Varian ke-3 – peluang untuk solusi politik
Namun, ada juga diplomat Uni Eropa yang mengharapkan dampak paradoks: Meskipun pemerintah Rusia bereaksi sangat kritis, kini ada peluang untuk mencapai solusi politik. Pada tahun 2013, Moskow menunjukkan ketidaksenangannya terhadap sekutunya, Assad, karena ia dikaitkan dengan penggunaan gas beracun. Pada saat itu, tekanan, terutama dari Moskow, memastikan bahwa Assad telah menghancurkan sebagian besar persediaan senjata kimianya. Dan Rusia telah meningkatkan kehadiran militernya di Suriah sejak tahun 2015 dan telah mengambil tanggung jawab atas perundingan perdamaian melalui proses Astana, kata seorang diplomat. Namun pada akhirnya, Moskow gagal seperti yang pernah dilakukan negara-negara Barat sebelumnya. Kini AS kembali menjadi pemain utama dalam konflik tersebut. Hal ini memperjelas bagi Putin bahwa tidak ada lagi peluang nyata kemenangan militer bagi rezim Assad – karena Trump juga merevisi posisinya mengenai masa depan politik Assad dalam waktu seminggu.
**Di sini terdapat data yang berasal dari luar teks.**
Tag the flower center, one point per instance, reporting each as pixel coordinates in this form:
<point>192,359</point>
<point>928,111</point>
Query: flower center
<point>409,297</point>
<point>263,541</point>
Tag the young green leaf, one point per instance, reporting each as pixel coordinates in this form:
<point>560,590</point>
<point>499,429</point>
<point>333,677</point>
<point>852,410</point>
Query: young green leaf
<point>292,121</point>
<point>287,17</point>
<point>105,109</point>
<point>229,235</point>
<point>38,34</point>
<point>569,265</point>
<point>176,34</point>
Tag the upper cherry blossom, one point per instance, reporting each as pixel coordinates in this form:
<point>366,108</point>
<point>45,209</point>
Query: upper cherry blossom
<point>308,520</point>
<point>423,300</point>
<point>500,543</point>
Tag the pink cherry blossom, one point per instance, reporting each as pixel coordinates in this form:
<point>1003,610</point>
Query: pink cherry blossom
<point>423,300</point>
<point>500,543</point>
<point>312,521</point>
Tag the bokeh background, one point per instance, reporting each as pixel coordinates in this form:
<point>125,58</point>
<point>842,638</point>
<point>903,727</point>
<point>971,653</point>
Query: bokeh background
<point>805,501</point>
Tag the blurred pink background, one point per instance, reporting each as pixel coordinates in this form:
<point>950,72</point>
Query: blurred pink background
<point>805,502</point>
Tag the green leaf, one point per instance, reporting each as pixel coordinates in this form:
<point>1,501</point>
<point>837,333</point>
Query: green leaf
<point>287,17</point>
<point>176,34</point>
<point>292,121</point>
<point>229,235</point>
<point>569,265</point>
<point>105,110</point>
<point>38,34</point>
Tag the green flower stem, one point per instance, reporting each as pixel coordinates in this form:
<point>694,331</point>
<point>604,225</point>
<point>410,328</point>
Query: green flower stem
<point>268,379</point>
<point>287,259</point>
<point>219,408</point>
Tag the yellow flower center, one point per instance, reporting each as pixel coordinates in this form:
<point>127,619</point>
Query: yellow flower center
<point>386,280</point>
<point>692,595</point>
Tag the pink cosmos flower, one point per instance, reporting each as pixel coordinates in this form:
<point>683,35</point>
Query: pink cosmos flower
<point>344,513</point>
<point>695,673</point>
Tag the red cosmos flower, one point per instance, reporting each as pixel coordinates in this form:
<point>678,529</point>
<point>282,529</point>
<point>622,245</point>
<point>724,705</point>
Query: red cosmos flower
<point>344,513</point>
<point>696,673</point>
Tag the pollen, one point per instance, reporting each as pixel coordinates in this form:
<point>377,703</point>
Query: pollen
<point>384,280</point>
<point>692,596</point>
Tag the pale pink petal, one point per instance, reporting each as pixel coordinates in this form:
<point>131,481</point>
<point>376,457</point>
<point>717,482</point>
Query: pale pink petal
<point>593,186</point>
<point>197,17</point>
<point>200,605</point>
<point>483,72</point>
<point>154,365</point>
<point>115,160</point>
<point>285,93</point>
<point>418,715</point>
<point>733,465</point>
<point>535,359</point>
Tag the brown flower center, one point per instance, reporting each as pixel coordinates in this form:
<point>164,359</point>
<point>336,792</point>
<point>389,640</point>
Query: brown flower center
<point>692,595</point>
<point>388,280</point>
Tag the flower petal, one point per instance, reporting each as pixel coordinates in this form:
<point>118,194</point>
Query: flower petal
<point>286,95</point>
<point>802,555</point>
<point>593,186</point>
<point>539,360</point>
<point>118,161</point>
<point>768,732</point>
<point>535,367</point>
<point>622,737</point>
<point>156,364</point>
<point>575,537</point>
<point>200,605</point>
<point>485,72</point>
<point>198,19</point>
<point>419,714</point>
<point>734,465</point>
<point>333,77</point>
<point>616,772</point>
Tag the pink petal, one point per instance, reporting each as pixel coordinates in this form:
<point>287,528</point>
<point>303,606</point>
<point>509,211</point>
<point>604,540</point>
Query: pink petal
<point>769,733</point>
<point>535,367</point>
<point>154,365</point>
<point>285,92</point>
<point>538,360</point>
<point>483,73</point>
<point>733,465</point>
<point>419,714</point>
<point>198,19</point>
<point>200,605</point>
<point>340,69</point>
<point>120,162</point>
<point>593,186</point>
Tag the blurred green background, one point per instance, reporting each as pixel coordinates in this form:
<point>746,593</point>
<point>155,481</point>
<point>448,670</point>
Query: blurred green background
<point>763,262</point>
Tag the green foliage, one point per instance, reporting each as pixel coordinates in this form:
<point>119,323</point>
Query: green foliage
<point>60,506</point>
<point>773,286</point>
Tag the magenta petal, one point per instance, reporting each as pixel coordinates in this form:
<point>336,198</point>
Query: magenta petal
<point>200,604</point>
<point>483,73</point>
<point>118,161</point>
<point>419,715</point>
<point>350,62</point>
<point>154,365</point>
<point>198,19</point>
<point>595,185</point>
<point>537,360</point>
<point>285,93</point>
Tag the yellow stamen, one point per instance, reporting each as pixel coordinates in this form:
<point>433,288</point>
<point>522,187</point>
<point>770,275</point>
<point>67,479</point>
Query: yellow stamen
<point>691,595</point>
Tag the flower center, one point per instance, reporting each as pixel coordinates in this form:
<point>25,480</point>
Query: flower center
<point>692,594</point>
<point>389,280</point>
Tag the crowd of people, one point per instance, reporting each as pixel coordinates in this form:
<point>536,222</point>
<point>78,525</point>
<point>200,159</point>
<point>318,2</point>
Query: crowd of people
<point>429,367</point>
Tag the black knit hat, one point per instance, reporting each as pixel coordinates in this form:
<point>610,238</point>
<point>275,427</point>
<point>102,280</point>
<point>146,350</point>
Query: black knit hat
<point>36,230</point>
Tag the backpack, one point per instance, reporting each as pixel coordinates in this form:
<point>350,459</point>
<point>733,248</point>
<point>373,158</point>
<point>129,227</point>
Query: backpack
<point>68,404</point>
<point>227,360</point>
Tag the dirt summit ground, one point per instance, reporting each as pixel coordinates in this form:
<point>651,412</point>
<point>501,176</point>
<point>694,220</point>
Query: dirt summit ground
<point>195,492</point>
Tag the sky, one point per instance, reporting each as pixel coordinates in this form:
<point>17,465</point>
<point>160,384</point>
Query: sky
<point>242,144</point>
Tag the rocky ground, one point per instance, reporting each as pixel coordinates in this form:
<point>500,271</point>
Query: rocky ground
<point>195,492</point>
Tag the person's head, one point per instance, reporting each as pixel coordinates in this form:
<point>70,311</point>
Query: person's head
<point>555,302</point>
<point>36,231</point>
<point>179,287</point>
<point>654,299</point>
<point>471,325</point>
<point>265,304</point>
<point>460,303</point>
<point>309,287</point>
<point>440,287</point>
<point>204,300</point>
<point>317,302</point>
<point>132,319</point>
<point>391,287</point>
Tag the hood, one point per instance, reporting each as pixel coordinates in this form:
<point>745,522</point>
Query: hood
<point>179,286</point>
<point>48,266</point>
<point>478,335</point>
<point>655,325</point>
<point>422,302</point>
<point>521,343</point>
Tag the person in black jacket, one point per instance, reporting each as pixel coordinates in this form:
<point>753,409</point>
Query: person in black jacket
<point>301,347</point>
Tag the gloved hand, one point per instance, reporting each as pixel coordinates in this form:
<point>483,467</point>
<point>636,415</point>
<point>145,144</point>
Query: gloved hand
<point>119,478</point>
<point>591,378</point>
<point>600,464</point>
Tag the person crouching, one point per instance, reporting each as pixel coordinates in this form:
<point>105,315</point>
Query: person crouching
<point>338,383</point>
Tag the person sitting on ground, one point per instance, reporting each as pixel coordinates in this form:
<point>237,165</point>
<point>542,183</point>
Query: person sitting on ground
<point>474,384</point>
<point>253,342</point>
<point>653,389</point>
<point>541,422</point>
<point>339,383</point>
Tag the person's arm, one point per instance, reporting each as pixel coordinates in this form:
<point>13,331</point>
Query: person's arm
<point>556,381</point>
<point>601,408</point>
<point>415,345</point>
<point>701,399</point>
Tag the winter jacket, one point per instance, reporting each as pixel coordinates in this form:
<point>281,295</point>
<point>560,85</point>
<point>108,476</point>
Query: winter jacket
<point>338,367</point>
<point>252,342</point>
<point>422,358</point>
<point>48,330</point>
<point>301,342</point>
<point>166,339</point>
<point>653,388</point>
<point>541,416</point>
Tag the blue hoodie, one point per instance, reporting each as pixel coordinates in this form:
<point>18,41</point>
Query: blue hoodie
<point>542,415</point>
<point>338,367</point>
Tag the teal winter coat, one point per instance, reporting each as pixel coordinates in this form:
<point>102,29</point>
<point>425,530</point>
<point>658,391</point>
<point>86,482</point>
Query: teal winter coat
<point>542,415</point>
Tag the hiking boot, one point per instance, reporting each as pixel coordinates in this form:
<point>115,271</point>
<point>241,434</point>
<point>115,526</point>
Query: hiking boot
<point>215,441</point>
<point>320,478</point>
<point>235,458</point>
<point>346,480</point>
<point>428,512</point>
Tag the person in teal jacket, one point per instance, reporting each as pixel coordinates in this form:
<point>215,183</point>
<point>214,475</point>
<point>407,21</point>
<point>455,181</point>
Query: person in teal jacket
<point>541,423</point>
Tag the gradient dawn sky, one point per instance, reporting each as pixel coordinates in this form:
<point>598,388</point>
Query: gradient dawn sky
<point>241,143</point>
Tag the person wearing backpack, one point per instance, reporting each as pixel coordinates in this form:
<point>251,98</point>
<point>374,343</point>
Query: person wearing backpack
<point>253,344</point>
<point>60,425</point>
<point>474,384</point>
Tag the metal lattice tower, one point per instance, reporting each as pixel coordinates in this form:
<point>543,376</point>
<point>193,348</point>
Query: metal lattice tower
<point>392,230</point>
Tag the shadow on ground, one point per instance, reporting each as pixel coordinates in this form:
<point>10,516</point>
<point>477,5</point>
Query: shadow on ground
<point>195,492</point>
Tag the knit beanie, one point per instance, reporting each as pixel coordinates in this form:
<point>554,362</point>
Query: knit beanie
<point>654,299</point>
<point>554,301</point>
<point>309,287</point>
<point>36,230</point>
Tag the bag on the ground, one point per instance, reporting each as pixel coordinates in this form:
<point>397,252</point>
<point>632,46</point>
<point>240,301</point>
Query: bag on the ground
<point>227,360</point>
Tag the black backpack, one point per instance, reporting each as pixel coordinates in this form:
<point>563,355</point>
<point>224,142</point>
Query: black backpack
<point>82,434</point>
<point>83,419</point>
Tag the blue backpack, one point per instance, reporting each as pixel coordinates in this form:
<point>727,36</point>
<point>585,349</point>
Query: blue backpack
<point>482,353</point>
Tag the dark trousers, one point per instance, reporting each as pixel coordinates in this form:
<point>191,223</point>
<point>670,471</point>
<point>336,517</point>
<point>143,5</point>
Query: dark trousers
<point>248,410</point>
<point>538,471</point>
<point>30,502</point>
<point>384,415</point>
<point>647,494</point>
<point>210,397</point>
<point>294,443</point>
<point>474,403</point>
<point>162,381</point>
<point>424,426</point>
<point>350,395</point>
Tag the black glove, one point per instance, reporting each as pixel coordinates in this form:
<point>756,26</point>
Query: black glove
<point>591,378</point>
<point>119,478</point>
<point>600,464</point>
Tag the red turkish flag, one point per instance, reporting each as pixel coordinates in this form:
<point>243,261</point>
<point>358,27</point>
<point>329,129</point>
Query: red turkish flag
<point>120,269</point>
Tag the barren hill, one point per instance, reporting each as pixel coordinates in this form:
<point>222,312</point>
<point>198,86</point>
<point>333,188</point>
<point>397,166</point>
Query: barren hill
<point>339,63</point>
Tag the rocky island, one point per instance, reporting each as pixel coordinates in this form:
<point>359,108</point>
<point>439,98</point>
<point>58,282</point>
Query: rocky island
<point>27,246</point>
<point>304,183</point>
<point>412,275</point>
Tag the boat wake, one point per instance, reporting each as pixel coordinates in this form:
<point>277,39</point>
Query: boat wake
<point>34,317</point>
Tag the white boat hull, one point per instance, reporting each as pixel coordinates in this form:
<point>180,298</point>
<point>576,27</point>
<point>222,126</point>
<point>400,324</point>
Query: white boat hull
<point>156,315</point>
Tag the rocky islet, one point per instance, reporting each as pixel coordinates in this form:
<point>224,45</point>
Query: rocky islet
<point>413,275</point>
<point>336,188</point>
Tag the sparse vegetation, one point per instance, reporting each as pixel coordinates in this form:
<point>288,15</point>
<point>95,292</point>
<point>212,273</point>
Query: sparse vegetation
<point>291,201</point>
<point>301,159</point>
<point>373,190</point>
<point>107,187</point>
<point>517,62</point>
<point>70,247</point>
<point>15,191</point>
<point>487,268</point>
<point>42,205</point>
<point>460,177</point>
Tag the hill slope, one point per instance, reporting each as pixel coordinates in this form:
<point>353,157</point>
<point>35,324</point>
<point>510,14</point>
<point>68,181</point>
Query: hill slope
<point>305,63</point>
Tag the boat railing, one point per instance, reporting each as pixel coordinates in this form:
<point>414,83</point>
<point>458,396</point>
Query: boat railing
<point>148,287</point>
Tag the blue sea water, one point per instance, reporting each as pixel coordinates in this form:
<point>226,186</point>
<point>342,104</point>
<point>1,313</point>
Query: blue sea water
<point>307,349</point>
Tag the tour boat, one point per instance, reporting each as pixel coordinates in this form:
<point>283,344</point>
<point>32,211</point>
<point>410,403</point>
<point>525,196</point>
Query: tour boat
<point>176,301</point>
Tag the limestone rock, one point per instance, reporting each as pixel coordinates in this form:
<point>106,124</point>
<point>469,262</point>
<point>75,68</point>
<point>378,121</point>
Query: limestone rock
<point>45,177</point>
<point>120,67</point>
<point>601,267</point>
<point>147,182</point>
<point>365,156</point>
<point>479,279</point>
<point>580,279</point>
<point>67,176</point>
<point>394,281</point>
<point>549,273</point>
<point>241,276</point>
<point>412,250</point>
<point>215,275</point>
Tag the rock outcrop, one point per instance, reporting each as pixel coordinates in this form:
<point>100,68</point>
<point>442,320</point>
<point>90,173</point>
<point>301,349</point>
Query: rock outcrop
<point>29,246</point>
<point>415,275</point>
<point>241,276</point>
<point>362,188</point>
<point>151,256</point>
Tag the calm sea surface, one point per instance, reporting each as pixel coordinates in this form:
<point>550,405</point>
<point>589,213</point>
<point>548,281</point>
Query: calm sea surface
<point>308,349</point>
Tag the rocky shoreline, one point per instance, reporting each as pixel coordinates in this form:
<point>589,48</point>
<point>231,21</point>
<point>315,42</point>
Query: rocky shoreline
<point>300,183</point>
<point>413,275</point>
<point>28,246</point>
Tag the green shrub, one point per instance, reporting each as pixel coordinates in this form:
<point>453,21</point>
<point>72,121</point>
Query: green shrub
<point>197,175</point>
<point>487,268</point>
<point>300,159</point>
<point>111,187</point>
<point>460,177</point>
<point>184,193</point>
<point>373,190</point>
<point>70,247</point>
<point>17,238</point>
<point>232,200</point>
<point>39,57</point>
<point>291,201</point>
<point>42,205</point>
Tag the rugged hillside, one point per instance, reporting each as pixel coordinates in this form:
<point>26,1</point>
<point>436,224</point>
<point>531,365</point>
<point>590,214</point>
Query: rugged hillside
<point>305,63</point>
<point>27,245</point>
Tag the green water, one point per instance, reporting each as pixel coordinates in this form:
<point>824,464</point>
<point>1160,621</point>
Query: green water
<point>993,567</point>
Varian ke-4 – Ini sama sekali bukan tentang Suriah
Penafsiran lain atas serangan udara tersebut mengasumsikan bahwa pemerintah AS sedang dalam proses pembelajaran yang cepat dan mengambil pendekatan yang lebih strategis. Keputusan personel seperti pemecatan ideolog konservatif sayap kanan Steven Bannon dari Dewan Keamanan Nasional dan mendukung para ahli dari dinas rahasia dan militer mendukung tesis ini. Penasihat keamanan nasional barunya, Herbert Raymond McMaster, tidak dipandang sebagai penjudi ideologis seperti pendahulunya, Michael Flynn.
Menurut penafsiran ini, yang juga mendapat pendukung dari kalangan diplomat Jerman, kebijakan luar negeri Trump telah beralih ke jalur tradisional Amerika setelah berminggu-minggu merasa jengkel: pentingnya NATO kembali ditekankan, Trump telah mengoreksi pernyataan isolasionisnya selama kampanye pemilu.
Ini juga berarti bahwa bahasa baru yang lebih keras ini tidak hanya merujuk pada Suriah. Trump untuk sementara waktu menghentikan perbaikan yang sebenarnya ia inginkan dalam hubungan dengan Rusia – mungkin juga karena alasan politik dalam negeri karena ia dituduh memiliki hubungan yang terlalu dekat dengan Moskow. Trump tetap menerapkan sanksi terhadap Rusia dalam konflik Ukraina.
Selain itu, direktur SWP Perthes sebenarnya melihat Korea Utara sebagai pusat pertimbangan Amerika. Rezim di sana mempunyai senjata nuklir dan sedang berupaya mengembangkan rudal dengan jangkauan hingga ke AS – jadi tidak seperti penguasa Suriah, Assad, mereka merupakan ancaman langsung. Angkatan Laut AS mengirim kelompok kapal induk ke lepas pantai Korea pada akhir pekan.